The question I am trying to answer is as follows. If a digraph has $2n$ vertices and minimum semi-degree (minimum of all in/out degree on each vertex) $n + 1$, must it have a perfect matching consisting of double edges?
What I know is that since each vertex can have a maximum of $2n - 1$ in/out neighbors, there is an overlap of $3$ which means I have at least $3$ double edges on each vertex. For all examples I've tried it turns out to be true, but I'm still not $100$% convinced. I can only really do it with smaller examples before drawing it on paper gets messy.
Does anyone know of a proof for this fact, or if it's not true have any clever ways to come up with a counter-example?
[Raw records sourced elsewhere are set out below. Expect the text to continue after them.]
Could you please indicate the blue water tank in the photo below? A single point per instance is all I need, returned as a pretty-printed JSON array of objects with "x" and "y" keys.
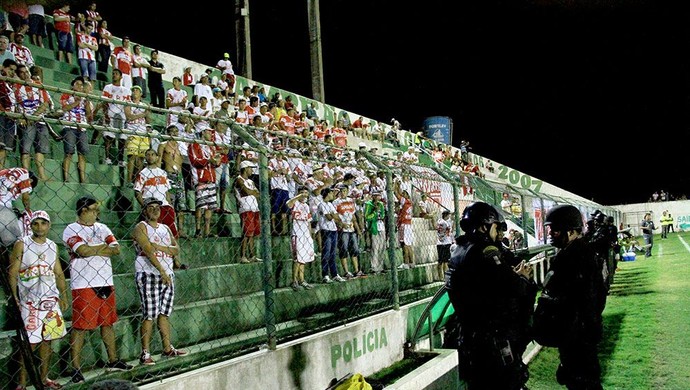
[{"x": 439, "y": 129}]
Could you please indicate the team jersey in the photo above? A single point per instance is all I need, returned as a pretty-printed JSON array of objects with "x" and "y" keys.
[
  {"x": 153, "y": 182},
  {"x": 116, "y": 92},
  {"x": 246, "y": 202},
  {"x": 326, "y": 208},
  {"x": 301, "y": 219},
  {"x": 139, "y": 124},
  {"x": 159, "y": 235},
  {"x": 346, "y": 209},
  {"x": 36, "y": 272},
  {"x": 123, "y": 60},
  {"x": 77, "y": 113},
  {"x": 91, "y": 271},
  {"x": 405, "y": 215},
  {"x": 13, "y": 183},
  {"x": 28, "y": 99},
  {"x": 443, "y": 230},
  {"x": 279, "y": 181},
  {"x": 22, "y": 54},
  {"x": 86, "y": 53}
]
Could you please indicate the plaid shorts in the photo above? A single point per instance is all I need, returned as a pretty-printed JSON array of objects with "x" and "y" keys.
[{"x": 156, "y": 297}]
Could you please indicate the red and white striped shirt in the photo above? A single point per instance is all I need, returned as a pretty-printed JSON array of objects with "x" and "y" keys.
[
  {"x": 13, "y": 183},
  {"x": 86, "y": 53},
  {"x": 123, "y": 60},
  {"x": 22, "y": 54},
  {"x": 77, "y": 113},
  {"x": 153, "y": 182}
]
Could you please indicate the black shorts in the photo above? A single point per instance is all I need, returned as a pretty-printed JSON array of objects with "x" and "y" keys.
[{"x": 443, "y": 253}]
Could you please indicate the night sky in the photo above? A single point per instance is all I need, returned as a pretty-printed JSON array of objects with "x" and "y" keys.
[{"x": 590, "y": 96}]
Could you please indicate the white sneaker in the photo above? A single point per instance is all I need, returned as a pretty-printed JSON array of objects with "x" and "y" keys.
[{"x": 306, "y": 285}]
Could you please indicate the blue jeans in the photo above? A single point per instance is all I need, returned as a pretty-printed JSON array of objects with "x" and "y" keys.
[
  {"x": 329, "y": 240},
  {"x": 88, "y": 68},
  {"x": 649, "y": 243}
]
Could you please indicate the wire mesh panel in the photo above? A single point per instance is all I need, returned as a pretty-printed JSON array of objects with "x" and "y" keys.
[{"x": 142, "y": 241}]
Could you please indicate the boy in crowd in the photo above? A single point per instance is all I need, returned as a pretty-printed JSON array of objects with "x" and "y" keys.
[
  {"x": 39, "y": 288},
  {"x": 302, "y": 240}
]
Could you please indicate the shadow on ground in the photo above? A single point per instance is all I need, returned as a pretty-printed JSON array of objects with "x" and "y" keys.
[{"x": 612, "y": 327}]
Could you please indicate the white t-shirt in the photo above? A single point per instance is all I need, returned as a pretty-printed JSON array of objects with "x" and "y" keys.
[
  {"x": 444, "y": 232},
  {"x": 92, "y": 271},
  {"x": 36, "y": 272},
  {"x": 159, "y": 235},
  {"x": 326, "y": 208},
  {"x": 153, "y": 182}
]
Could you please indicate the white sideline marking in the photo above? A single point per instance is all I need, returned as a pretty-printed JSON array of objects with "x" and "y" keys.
[{"x": 685, "y": 244}]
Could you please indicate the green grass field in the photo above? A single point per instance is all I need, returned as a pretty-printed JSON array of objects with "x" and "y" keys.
[{"x": 646, "y": 324}]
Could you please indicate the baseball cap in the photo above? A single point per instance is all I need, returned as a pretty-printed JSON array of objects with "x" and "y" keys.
[
  {"x": 151, "y": 200},
  {"x": 84, "y": 202},
  {"x": 39, "y": 214},
  {"x": 247, "y": 164}
]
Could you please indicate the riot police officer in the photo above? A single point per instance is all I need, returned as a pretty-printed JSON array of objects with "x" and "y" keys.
[
  {"x": 598, "y": 237},
  {"x": 575, "y": 280},
  {"x": 487, "y": 294}
]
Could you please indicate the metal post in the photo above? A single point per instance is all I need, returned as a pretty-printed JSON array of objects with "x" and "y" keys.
[
  {"x": 456, "y": 206},
  {"x": 266, "y": 250},
  {"x": 242, "y": 38},
  {"x": 316, "y": 55},
  {"x": 390, "y": 230}
]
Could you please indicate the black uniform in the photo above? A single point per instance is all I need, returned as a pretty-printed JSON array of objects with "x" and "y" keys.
[
  {"x": 492, "y": 306},
  {"x": 575, "y": 279}
]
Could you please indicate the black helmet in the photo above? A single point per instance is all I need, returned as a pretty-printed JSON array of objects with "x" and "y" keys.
[
  {"x": 477, "y": 214},
  {"x": 33, "y": 178},
  {"x": 564, "y": 217}
]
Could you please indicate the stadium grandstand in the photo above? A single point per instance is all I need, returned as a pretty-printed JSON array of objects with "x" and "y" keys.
[{"x": 257, "y": 195}]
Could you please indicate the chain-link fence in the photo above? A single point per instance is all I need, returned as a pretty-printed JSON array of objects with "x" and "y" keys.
[
  {"x": 175, "y": 238},
  {"x": 168, "y": 239}
]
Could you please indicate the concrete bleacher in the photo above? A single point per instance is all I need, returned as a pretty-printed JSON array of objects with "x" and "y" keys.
[{"x": 216, "y": 289}]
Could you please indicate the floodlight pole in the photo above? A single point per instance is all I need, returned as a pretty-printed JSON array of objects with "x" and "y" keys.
[
  {"x": 316, "y": 55},
  {"x": 242, "y": 39}
]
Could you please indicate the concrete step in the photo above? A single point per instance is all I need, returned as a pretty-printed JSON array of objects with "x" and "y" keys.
[{"x": 234, "y": 318}]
I believe I have a counter-example. Let $n=8$. Consider the following graph:
Using this graph $G$ as a map, we will build a digraph $D$ on $16$ vertices with minimum semi-degree $9$. Let $V(G)=V(D)$ and for each edge of $G$, let that be a double edges of $D$. These will be the only double edges, and since $G$ does not contain a perfect matching, $D$ will not have a perfect double edges matching. Thus all we need to do is construct $D$.
To build the rest of $D$, we will consider the partition of $V(D)$ as $F_1\cup F_2\cup F_3\cup\{v\}$ where $v$ is the central vertex, and each $F_i$ is the vertex set of a component of $G-v$. Add edges going from each vertex of $F_1$ to each vertex of $F_2$, also going from each vertex of $F_2$ to each vertex of $F_3$ and edges from each vertex of $F_3$ to each vertex of $F_1$. This contributes $5$ to the in degree and out degree of each vertex in $V(D)\setminus\{v\}$. In addition, the double edges contribute $3$ to the in-degree and out-degree of each vertex. Thus the vertices in $V(D)\setminus\{v\}$ only need one more edge in and one more out.
Observe that inside $F_1$, there are three edges that do not appear in $G$. Orient these three edges in such a way that the vertex incident with two edges gains both an in-degree and out-degree. This leaves us with one vertex that has the correct semi-degree, two vertices missing one in-degree and two missing one out-degree. Do the same thing for $F_2$ and $F_3$ leaving us with six vertices each needing one in-degree and six vertices each needing one out-degree in $V(D)\setminus \{v\}$. We can that attach the appropriately oriented edges from $v$ to each of these vertices. Then each vertex in $V(D)\setminus\{v\}$ has the correct semi-degree and indeed $v$ also has the correct semi-degree. This completes the construction, giving us a counter-example.